Haitian President Rene Preval, who heads the most impoverished country in the Western hemisphere, began his first official US visit yesterday at the invitation of US President George W. Bush.
As the centerpiece of the four-day visit, Preval is expected to meet Bush tomorrow for talks on a range of issues including UN efforts to stabilize Haiti, as well as the fight against poverty and the illegal drug trade.
In addition to the Bush talks, "I will have working meetings with members of his administration including Secretary of State Condoleezza Rice" and the commerce and homeland security chiefs, Preval said.
White House spokesman Tony Snow said last week that the Bush-Preval meeting would focus on UN attempts to bring stability to Haiti and on ways to increase prosperity in the poverty-stricken Caribbean nation.
Bush's invitation was announced last Thursday, one day before 22 Haitians died trying to escape their violence-torn country when their overcrowded boat capsized in shark-infested waters near the Turks and Caicos islands.
The US remains Haiti's largest trading partner and largest donor of humanitarian assistance.
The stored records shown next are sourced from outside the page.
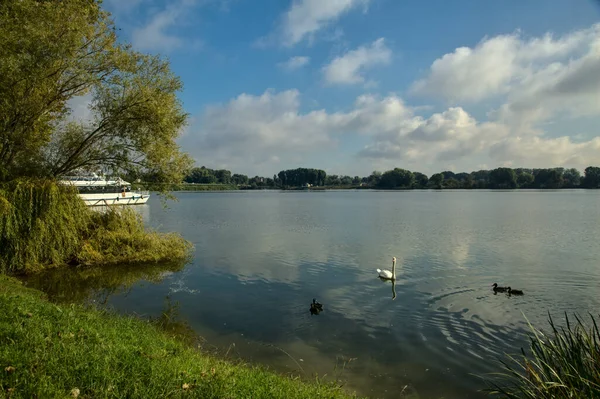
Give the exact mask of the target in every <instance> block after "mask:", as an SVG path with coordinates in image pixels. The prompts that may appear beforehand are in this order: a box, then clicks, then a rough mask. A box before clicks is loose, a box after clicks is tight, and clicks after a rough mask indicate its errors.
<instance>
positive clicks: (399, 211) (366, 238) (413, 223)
mask: <svg viewBox="0 0 600 399" xmlns="http://www.w3.org/2000/svg"><path fill="white" fill-rule="evenodd" d="M177 197H178V198H179V202H169V204H168V206H169V208H168V209H163V208H162V207H161V204H160V202H159V201H158V199H157V198H155V197H153V198H151V200H150V201H149V203H148V204H147V205H143V206H139V207H136V209H137V210H138V211H140V212H141V213H142V215H143V217H144V218H145V219H146V220H147V222H148V223H149V224H150V225H152V226H153V227H155V228H157V229H158V230H160V231H177V232H180V233H181V234H182V235H183V236H184V237H185V238H186V239H188V240H190V241H192V242H193V243H194V245H195V254H194V259H193V261H192V262H191V263H189V264H188V265H186V266H185V267H184V268H183V269H181V270H175V271H170V272H167V273H165V274H164V275H163V278H162V280H161V281H159V282H157V280H152V281H153V282H152V281H150V282H148V281H140V282H137V283H134V284H133V285H132V286H131V287H128V289H126V290H112V291H109V292H108V294H107V295H105V296H104V299H103V301H102V302H103V303H104V304H105V305H106V306H109V307H111V308H114V309H116V310H117V311H119V312H124V313H135V314H138V315H142V316H145V317H150V316H158V315H160V314H161V312H163V311H164V309H165V298H167V297H168V298H169V300H170V301H171V302H172V303H176V304H178V306H179V308H178V312H179V315H180V318H181V319H182V320H185V321H186V322H187V323H189V325H190V326H191V327H192V328H193V329H194V330H195V331H196V332H197V333H198V334H200V335H201V336H202V337H204V339H205V345H206V347H209V346H211V347H216V348H220V350H222V351H225V350H226V351H227V355H228V356H234V357H239V358H242V359H244V360H246V361H249V362H256V363H260V364H265V365H268V366H269V367H271V368H273V369H275V370H277V371H280V372H290V373H294V374H296V375H301V376H304V377H305V378H313V377H312V376H314V375H315V374H318V375H320V376H323V375H327V376H328V378H336V379H339V380H340V381H342V382H344V383H345V385H346V386H347V387H348V388H350V389H352V390H356V391H357V392H358V393H359V394H362V395H367V396H372V397H382V398H397V397H422V398H441V397H444V398H479V397H484V396H485V395H484V394H483V393H481V392H479V390H480V389H482V388H485V385H484V384H483V383H482V381H481V379H480V378H478V377H477V376H476V375H473V374H477V375H484V374H486V373H490V372H495V371H498V370H499V365H498V363H497V360H499V359H502V358H503V356H504V353H513V354H514V353H518V352H519V351H520V347H521V346H524V345H527V342H528V341H527V338H526V336H525V335H524V333H526V332H527V331H528V327H527V321H526V319H525V317H526V318H527V319H528V320H529V321H530V322H531V323H532V324H533V325H535V326H537V327H541V328H545V327H546V326H547V321H546V320H547V317H548V312H550V314H551V315H552V316H554V317H555V318H556V320H557V321H562V320H563V319H564V312H569V313H573V312H578V313H580V314H582V315H585V314H586V313H587V312H588V311H589V312H595V313H596V314H597V313H598V309H599V306H600V295H598V288H599V287H600V245H599V244H598V237H599V236H600V191H585V190H561V191H516V192H510V191H402V192H385V191H366V190H362V191H328V192H308V191H306V192H303V191H291V192H260V191H248V192H219V193H177ZM393 256H395V257H396V258H397V260H398V263H397V270H396V271H397V280H396V284H395V286H393V285H392V283H391V282H382V281H381V280H379V279H378V278H377V272H376V271H375V269H377V268H382V269H383V268H386V269H391V259H392V257H393ZM52 281H54V283H52ZM56 281H57V280H56V279H54V280H53V279H52V278H33V279H31V280H30V282H29V284H31V285H34V286H38V287H40V288H42V289H45V290H47V291H48V292H50V294H51V295H59V294H57V292H56ZM494 282H497V283H498V284H500V285H510V286H512V287H513V288H518V289H522V290H524V291H525V295H524V296H522V297H518V296H512V297H509V296H507V295H505V294H497V295H495V294H494V293H493V291H492V289H491V284H493V283H494ZM63 287H64V285H63ZM73 287H77V284H72V285H71V288H70V289H71V290H77V288H73ZM96 288H97V287H96ZM53 290H54V291H53ZM96 291H100V290H99V289H96ZM71 294H72V295H73V296H77V293H76V292H72V293H71ZM71 294H69V293H67V294H65V293H64V292H61V293H60V296H61V297H62V299H65V298H66V299H68V298H69V295H71ZM394 294H395V299H393V296H394ZM313 298H316V299H317V300H318V301H319V302H321V303H323V305H324V311H323V312H322V313H321V314H319V315H314V316H313V315H311V314H310V312H309V305H310V303H311V301H312V299H313Z"/></svg>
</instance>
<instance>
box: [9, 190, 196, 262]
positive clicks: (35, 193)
mask: <svg viewBox="0 0 600 399" xmlns="http://www.w3.org/2000/svg"><path fill="white" fill-rule="evenodd" d="M0 212H1V213H0V216H1V218H0V248H2V249H3V251H2V257H0V273H7V272H10V273H23V272H31V271H38V270H41V269H45V268H49V267H56V266H62V265H65V264H71V265H103V264H113V263H120V262H158V261H161V260H165V259H181V258H185V257H186V256H188V254H189V251H190V244H189V243H188V242H186V241H185V240H183V239H182V238H181V237H180V236H178V235H176V234H167V235H160V234H158V233H156V232H152V231H146V230H145V229H144V227H143V223H142V220H141V217H140V216H139V215H137V214H136V213H135V212H134V211H133V210H132V209H129V208H124V209H118V208H116V207H113V208H110V209H109V210H108V211H106V212H102V213H101V212H95V211H93V210H91V209H89V208H88V207H86V206H85V204H84V203H83V201H82V200H81V198H79V196H78V195H77V193H76V192H75V190H74V189H72V188H70V187H65V186H61V185H58V184H57V183H56V182H54V181H52V180H32V179H18V180H13V181H11V182H8V183H4V184H2V185H0Z"/></svg>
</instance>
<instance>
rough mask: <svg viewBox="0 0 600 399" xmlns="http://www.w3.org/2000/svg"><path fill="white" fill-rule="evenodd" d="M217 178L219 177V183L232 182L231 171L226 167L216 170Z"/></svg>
mask: <svg viewBox="0 0 600 399" xmlns="http://www.w3.org/2000/svg"><path fill="white" fill-rule="evenodd" d="M215 178H216V179H217V183H221V184H230V183H231V172H230V171H228V170H225V169H219V170H215Z"/></svg>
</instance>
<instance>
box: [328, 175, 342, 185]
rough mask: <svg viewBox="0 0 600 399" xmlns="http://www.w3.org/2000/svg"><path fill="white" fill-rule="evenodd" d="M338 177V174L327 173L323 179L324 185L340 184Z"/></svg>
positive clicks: (340, 183)
mask: <svg viewBox="0 0 600 399" xmlns="http://www.w3.org/2000/svg"><path fill="white" fill-rule="evenodd" d="M341 183H342V182H341V180H340V177H339V176H338V175H329V176H327V178H326V179H325V185H326V186H339V185H340V184H341Z"/></svg>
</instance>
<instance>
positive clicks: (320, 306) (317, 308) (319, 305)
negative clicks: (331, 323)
mask: <svg viewBox="0 0 600 399" xmlns="http://www.w3.org/2000/svg"><path fill="white" fill-rule="evenodd" d="M310 306H314V307H315V308H317V309H319V310H323V305H322V304H320V303H319V302H317V300H316V299H315V298H313V303H312V304H311V305H310Z"/></svg>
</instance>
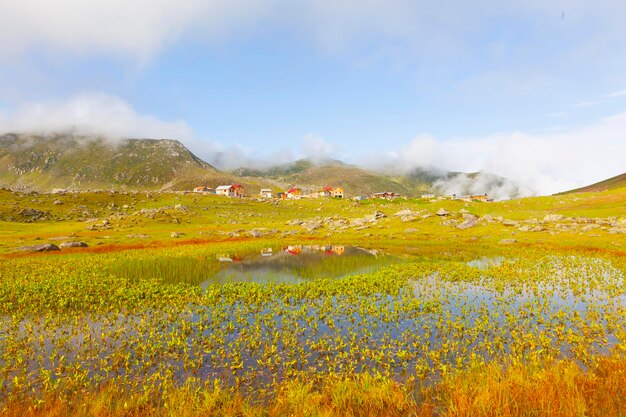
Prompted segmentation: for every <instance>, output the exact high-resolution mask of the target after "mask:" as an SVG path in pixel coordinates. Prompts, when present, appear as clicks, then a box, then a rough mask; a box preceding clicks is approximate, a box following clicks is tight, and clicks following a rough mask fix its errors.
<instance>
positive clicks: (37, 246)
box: [17, 243, 61, 252]
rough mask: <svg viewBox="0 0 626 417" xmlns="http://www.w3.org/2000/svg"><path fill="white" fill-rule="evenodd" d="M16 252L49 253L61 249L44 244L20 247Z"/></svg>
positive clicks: (53, 245)
mask: <svg viewBox="0 0 626 417" xmlns="http://www.w3.org/2000/svg"><path fill="white" fill-rule="evenodd" d="M17 250H19V251H22V252H50V251H55V250H61V249H59V247H58V246H57V245H55V244H54V243H44V244H42V245H33V246H22V247H19V248H17Z"/></svg>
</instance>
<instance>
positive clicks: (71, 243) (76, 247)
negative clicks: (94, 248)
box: [59, 242, 89, 248]
mask: <svg viewBox="0 0 626 417" xmlns="http://www.w3.org/2000/svg"><path fill="white" fill-rule="evenodd" d="M59 247H60V248H86V247H89V245H87V244H86V243H85V242H63V243H61V244H60V245H59Z"/></svg>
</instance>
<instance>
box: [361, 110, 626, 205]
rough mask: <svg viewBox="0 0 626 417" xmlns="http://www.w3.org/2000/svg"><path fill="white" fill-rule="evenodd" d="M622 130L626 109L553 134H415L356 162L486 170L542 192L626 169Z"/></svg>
mask: <svg viewBox="0 0 626 417" xmlns="http://www.w3.org/2000/svg"><path fill="white" fill-rule="evenodd" d="M624 132H626V113H621V114H617V115H615V116H612V117H608V118H605V119H602V120H600V121H598V122H596V123H594V124H591V125H589V126H586V127H583V128H578V129H572V130H560V131H557V132H544V133H523V132H513V133H499V134H493V135H489V136H485V137H477V138H455V139H451V140H445V141H441V140H436V139H435V138H433V137H431V136H429V135H420V136H418V137H416V138H415V139H414V140H413V141H411V143H409V144H408V145H407V146H405V147H403V148H401V149H398V150H393V151H387V152H380V153H378V154H376V155H369V156H365V157H364V158H362V159H361V163H362V164H364V165H366V166H370V167H373V168H374V169H378V170H387V171H388V170H390V169H394V170H395V171H396V172H408V171H410V170H411V169H414V168H417V167H421V168H432V167H436V168H439V169H444V170H448V171H457V172H458V171H462V172H477V171H482V172H488V173H493V174H496V175H500V176H503V177H505V178H507V179H509V180H511V181H512V182H513V184H514V185H515V186H516V187H518V188H519V190H520V194H523V195H545V194H552V193H556V192H559V191H565V190H568V189H572V188H576V187H580V186H583V185H588V184H591V183H593V182H596V181H600V180H603V179H606V178H609V177H612V176H614V175H618V174H621V173H623V172H624V171H626V160H625V159H624V155H626V134H625V133H624ZM459 181H460V180H459ZM459 185H462V184H461V183H459ZM459 188H461V187H459ZM447 190H448V191H451V190H450V189H447ZM474 191H477V190H474ZM486 191H488V190H486ZM461 192H462V191H459V193H461Z"/></svg>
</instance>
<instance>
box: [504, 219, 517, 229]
mask: <svg viewBox="0 0 626 417" xmlns="http://www.w3.org/2000/svg"><path fill="white" fill-rule="evenodd" d="M502 224H503V225H504V226H510V227H518V226H519V222H516V221H515V220H508V219H507V220H504V221H502Z"/></svg>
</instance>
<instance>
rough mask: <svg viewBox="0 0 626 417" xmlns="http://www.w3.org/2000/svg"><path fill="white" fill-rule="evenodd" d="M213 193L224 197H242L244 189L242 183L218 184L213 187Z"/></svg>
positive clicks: (236, 197)
mask: <svg viewBox="0 0 626 417" xmlns="http://www.w3.org/2000/svg"><path fill="white" fill-rule="evenodd" d="M215 194H217V195H223V196H226V197H236V198H242V197H244V196H245V190H244V188H243V185H240V184H232V185H220V186H219V187H217V188H216V189H215Z"/></svg>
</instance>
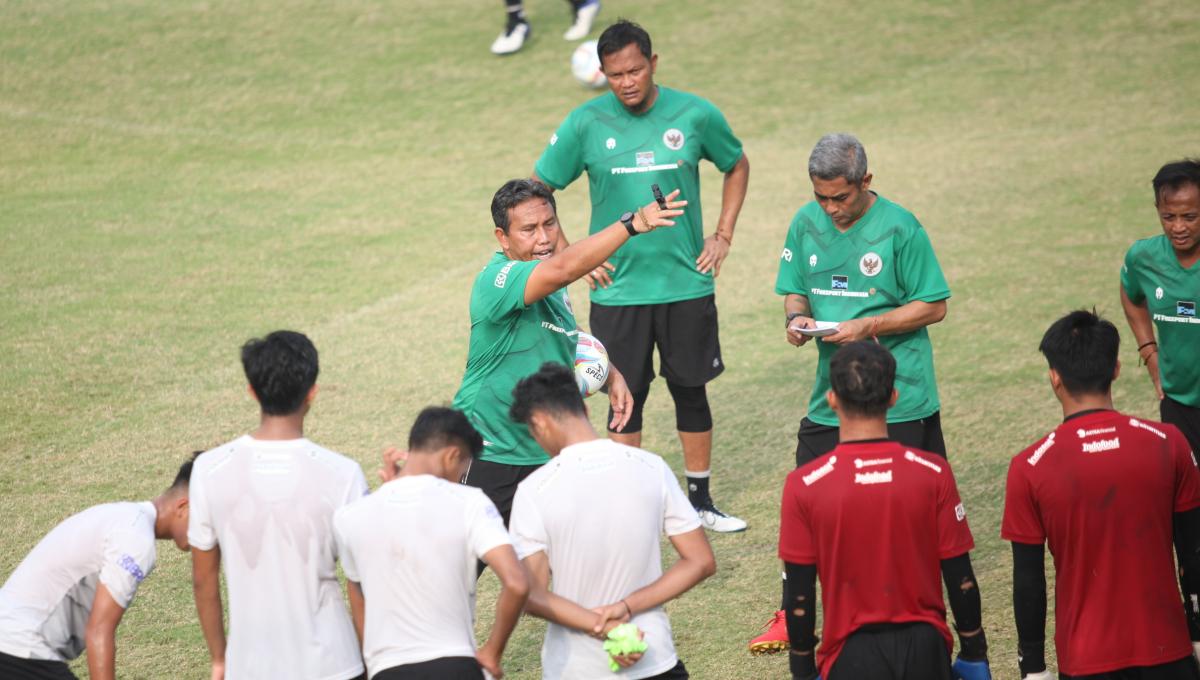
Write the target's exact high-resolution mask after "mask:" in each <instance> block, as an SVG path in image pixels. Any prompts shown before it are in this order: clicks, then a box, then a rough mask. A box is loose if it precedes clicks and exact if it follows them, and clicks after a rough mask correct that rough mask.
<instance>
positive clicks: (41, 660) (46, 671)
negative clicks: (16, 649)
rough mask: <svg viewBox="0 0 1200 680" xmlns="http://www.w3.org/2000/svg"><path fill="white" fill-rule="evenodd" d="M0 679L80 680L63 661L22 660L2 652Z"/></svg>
mask: <svg viewBox="0 0 1200 680" xmlns="http://www.w3.org/2000/svg"><path fill="white" fill-rule="evenodd" d="M0 678H2V679H4V680H79V679H78V678H76V675H74V673H71V668H68V667H67V664H66V663H64V662H61V661H43V660H40V658H20V657H19V656H10V655H7V654H5V652H2V651H0Z"/></svg>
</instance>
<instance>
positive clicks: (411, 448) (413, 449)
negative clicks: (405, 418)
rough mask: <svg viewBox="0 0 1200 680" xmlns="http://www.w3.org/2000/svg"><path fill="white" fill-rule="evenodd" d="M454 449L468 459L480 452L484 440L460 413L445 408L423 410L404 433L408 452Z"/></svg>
mask: <svg viewBox="0 0 1200 680" xmlns="http://www.w3.org/2000/svg"><path fill="white" fill-rule="evenodd" d="M455 445H457V446H458V447H460V449H462V450H463V451H464V452H466V453H468V455H470V457H472V458H479V455H480V452H481V451H484V438H482V437H480V434H479V432H478V431H476V429H475V427H474V426H472V425H470V421H469V420H467V416H466V415H463V413H462V411H460V410H455V409H448V408H445V407H427V408H425V409H424V410H421V413H419V414H416V420H415V421H413V429H410V431H408V451H409V452H413V451H436V450H438V449H442V447H443V446H455Z"/></svg>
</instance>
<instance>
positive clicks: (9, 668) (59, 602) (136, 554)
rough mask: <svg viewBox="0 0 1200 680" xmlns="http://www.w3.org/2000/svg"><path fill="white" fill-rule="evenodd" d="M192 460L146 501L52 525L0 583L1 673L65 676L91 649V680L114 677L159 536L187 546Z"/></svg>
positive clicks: (183, 548) (89, 653) (19, 677)
mask: <svg viewBox="0 0 1200 680" xmlns="http://www.w3.org/2000/svg"><path fill="white" fill-rule="evenodd" d="M191 474H192V461H188V462H186V463H184V465H182V467H181V468H180V469H179V473H178V474H176V475H175V481H174V482H173V483H172V485H170V488H168V489H167V491H166V492H163V493H162V494H160V495H158V498H156V499H154V500H150V501H146V503H106V504H103V505H97V506H94V507H90V509H88V510H84V511H83V512H80V513H78V514H73V516H71V517H68V518H66V519H64V520H62V523H61V524H59V525H58V526H55V528H54V529H53V530H50V532H49V534H47V535H46V537H44V538H42V540H41V542H38V543H37V546H35V547H34V549H32V550H30V553H29V555H26V556H25V559H24V560H22V562H20V564H19V565H17V568H16V570H14V571H13V572H12V573H11V574H10V576H8V580H6V582H5V584H4V588H0V678H4V679H5V680H35V679H36V680H41V679H44V680H64V679H72V678H74V674H72V673H71V669H70V668H68V667H67V662H68V661H71V660H73V658H76V657H78V656H79V655H80V654H83V651H84V649H86V650H88V675H89V676H90V678H91V679H92V680H112V679H113V678H115V676H116V642H115V640H116V625H118V624H120V621H121V616H122V615H124V614H125V610H126V609H127V608H128V607H130V604H131V603H132V602H133V595H134V594H136V592H137V590H138V585H139V584H140V583H142V580H143V579H144V578H145V577H148V576H150V572H151V571H152V570H154V565H155V558H156V549H155V540H166V538H170V540H173V541H174V542H175V546H176V547H178V548H179V549H180V550H187V481H188V477H190V476H191Z"/></svg>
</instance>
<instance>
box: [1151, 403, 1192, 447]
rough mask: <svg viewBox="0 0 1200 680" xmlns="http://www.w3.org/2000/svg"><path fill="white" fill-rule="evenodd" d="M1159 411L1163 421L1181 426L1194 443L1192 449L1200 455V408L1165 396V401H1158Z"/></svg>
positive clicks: (1158, 411) (1160, 416) (1188, 441)
mask: <svg viewBox="0 0 1200 680" xmlns="http://www.w3.org/2000/svg"><path fill="white" fill-rule="evenodd" d="M1158 413H1159V415H1160V417H1162V419H1163V422H1169V423H1171V425H1174V426H1175V427H1177V428H1180V431H1181V432H1182V433H1183V437H1186V438H1187V439H1188V444H1190V445H1192V451H1193V452H1195V455H1196V456H1200V409H1198V408H1195V407H1189V405H1187V404H1181V403H1178V402H1176V401H1175V399H1172V398H1170V397H1163V401H1162V402H1158Z"/></svg>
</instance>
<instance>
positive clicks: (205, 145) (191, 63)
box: [0, 0, 1200, 679]
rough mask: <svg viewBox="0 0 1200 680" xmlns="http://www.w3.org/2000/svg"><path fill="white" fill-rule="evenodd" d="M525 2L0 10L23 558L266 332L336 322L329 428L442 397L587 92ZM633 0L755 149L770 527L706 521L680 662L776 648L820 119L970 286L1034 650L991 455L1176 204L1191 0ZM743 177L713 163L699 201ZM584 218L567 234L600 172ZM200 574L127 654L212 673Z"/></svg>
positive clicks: (753, 504)
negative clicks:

Left-leaning Preval was president of Haiti from 1996 to 2001 and came to power again last year, after an armed uprising in 2004 ousted former president Jean-Bertrand Aristide.
Last year's elections for president and parliament were organized under the auspices of the UN Stabilization Mission in Haiti.
Asked about his attendance last month as an observer at a Latin American economic and "anti-imperialist" summit called by Venezuelan President Hugo Chavez, Preval said it should not harm Haiti's ties with Washington.
"The US buys 80 percent of Venezuela's oil," said Preval, who sealed a deal with Caracas to get a significant discount on oil products and get a Venezuelan-built refinery in Haiti that could deliver 180,000 barrels per day.
Asked about Haiti's endemic fight against illegal drug trafficking, Preval said he intended to ask Bush for extra help in this realm since Haiti did not have the means to combat drug lords alone.
"As long as the demand exists, there will be production and Haiti will always be used a country of transit," Preval said, indicating the war on drugs was one of his top priorities.
"Drugs are an essential factor in Haiti's instability and insecurity," he said.
Eighty percent of the Haitian population lives below the poverty line on less than US$2 a day.
Preval is also to meet Democratic House Speaker Nancy Pelosi and African-American lawmakers from the Congressional Black Caucus including Congressman Chuck Rangel.
The Haitian leader's trip is to last until Friday and is scheduled to include visits with representatives of the World Bank, IMF and the Inter-American Development Bank.